Although the US was such a supportive environment for you, you returned to Vienna two years ago, why did you come back?
Yes, I am asked that quite often. (laughs) It’s simply the work environment and the opportunities as well as the very moderate living expenses here. That is something very special. I love the US despite the depressing political developments, which unfortunately exist all over the world and not only in the US. I could not have afforded to study in the US where the art sector is very elitist at the moment. In the American art scene there is no public funding, there are no public institutions that support art. That’s completely different in Austria, especially in Vienna. And it is quite remarkable that the Austrian educational system makes it possible for every student regardless of his or her social background to be able to study given enough willpower and effort.
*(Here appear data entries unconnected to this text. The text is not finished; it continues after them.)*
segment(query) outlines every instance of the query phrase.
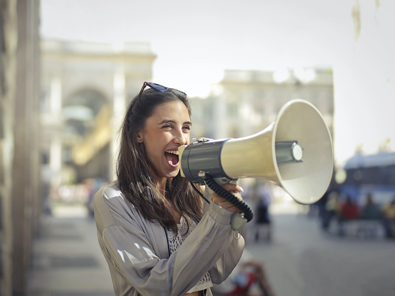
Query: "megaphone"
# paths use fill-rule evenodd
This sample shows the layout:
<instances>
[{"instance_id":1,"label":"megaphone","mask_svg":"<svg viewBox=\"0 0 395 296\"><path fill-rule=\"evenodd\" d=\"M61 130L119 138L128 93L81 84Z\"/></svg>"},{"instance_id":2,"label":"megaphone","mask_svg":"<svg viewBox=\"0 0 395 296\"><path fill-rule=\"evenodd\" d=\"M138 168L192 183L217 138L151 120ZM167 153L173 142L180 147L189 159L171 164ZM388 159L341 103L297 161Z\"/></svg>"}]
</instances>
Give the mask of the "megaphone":
<instances>
[{"instance_id":1,"label":"megaphone","mask_svg":"<svg viewBox=\"0 0 395 296\"><path fill-rule=\"evenodd\" d=\"M229 180L263 178L303 204L322 197L333 172L328 127L318 110L303 100L288 102L255 134L184 145L179 155L181 175L191 182L202 183L202 172Z\"/></svg>"}]
</instances>

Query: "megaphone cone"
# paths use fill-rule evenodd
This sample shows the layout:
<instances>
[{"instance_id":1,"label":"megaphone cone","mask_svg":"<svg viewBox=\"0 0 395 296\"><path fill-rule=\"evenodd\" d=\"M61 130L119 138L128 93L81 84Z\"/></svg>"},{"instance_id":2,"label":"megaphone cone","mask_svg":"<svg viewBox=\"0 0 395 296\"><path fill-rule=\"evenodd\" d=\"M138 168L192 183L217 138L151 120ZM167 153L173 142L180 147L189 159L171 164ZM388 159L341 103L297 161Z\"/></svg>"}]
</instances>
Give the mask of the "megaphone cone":
<instances>
[{"instance_id":1,"label":"megaphone cone","mask_svg":"<svg viewBox=\"0 0 395 296\"><path fill-rule=\"evenodd\" d=\"M289 102L266 129L238 139L209 141L179 149L181 174L200 182L203 171L230 179L262 178L276 183L296 201L316 202L333 171L330 134L310 103Z\"/></svg>"}]
</instances>

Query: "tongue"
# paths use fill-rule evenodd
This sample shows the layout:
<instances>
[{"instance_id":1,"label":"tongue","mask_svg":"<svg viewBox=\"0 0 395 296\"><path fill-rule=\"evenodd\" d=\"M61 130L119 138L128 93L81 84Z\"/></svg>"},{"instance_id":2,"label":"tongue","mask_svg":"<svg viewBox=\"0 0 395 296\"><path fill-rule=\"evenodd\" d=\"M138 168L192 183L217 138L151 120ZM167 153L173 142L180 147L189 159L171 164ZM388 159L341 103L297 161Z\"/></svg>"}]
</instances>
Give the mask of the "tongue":
<instances>
[{"instance_id":1,"label":"tongue","mask_svg":"<svg viewBox=\"0 0 395 296\"><path fill-rule=\"evenodd\" d=\"M164 157L167 162L170 164L175 165L178 163L178 155L173 154L172 153L164 152Z\"/></svg>"}]
</instances>

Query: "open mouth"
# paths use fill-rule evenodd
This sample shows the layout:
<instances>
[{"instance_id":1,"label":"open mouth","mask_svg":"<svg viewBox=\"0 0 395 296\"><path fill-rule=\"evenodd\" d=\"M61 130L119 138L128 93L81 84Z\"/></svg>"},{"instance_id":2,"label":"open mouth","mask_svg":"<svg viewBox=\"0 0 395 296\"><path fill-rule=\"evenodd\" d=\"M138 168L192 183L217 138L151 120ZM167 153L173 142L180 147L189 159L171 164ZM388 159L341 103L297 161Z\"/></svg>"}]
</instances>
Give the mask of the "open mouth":
<instances>
[{"instance_id":1,"label":"open mouth","mask_svg":"<svg viewBox=\"0 0 395 296\"><path fill-rule=\"evenodd\" d=\"M176 165L178 163L178 150L168 150L164 152L164 157L167 160L167 162L172 165Z\"/></svg>"}]
</instances>

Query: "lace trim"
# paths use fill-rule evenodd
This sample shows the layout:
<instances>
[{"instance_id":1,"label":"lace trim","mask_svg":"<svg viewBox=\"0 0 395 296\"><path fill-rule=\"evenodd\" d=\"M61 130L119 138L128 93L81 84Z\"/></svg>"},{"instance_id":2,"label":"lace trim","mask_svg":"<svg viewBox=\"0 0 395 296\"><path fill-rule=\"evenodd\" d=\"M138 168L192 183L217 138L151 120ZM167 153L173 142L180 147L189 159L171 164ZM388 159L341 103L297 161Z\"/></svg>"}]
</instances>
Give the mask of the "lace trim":
<instances>
[{"instance_id":1,"label":"lace trim","mask_svg":"<svg viewBox=\"0 0 395 296\"><path fill-rule=\"evenodd\" d=\"M180 220L180 224L177 224L177 226L178 227L178 234L176 234L174 231L166 229L167 232L167 240L170 254L180 247L180 246L181 245L183 242L188 236L189 235L191 232L192 232L192 230L195 229L195 227L196 227L197 225L197 223L193 219L190 218L188 218L188 219L191 224L189 227L188 227L187 221L184 217L181 217L181 219ZM208 273L208 272L206 272L200 280L198 282L198 283L194 286L187 294L188 294L189 293L196 292L196 291L204 290L211 288L213 284L211 282L211 278L210 277L210 274Z\"/></svg>"}]
</instances>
The US apparently continues to exert a certain fascination on you. You spent time there in 2014, this time in Los Angeles. Since then one frequently discovers depictions of palm trees in your pictures. Is this a tribute to your temporary residency?
Exactly. In 2014, I was invited to participate in an artist-in-residency program at MAK in Los Angeles as a scholarship holder of MAK [Center for Art and Architecture] Schindler Scholarship. I noticed the mobile phone and transmitter masts, which were camouflaged as palms to blend into the cityscape. These Palm Tree Antennas are almost invisible, but omnipresent. I took much interest in them, because they represented a continuation of the topic I had been concentrating on so much during the past few years. In the meantime, an artist book has emerged from this intensive preoccupation with these Palm Tree Antennas; the book is distributed by Printed Matter in New York.
A location without mobile phone network would be impossible to find here in Austria, wouldn’t it?
Oh yes, it does exist: in Klausen-Leopoldsdorf! (laughs) That’s precisely the question that I’ve asked myself while I was working on my diploma thesis. Forty kilometers outside of Vienna I found it with the help of a coverage map of A1 I –a small forest section near a village of 1,400 inhabitants where you could in fact stand in a “zero data zone”, because one is exactly between the range of two radio masts.
Have you become more careful about how you’re using your personal data in the net?
Yes, I think so. It is a fact that at the moment when you are using a new App or a Social Media network you have to involve yourself in a deal concerning your data. It is almost impossible to avoid that, for without sharing data you don’t get through the door. Therefore I am probably more conscious about my use of data, nevertheless I cannot free myself from it.
What projects are you on to next?
A book of mine which focuses on the Data Drawings will be published by Verlag für moderne Kunst. The book spans an arc from the recent drawings to the early visualizations of my measurements from the time in New York. It contains texts by Marlies Wirth, Joseph Becker, and Sébastien Pluot and is entitled The way you moved through me after a quote by the artist Laurie Anderson. The title has been kept deliberately vague to leave space for interpretation. It could for example be interpreted erotically or to refer to the invisible frequencies with which we are pervaded at every moment. The readers of my book can come to their own conclusion.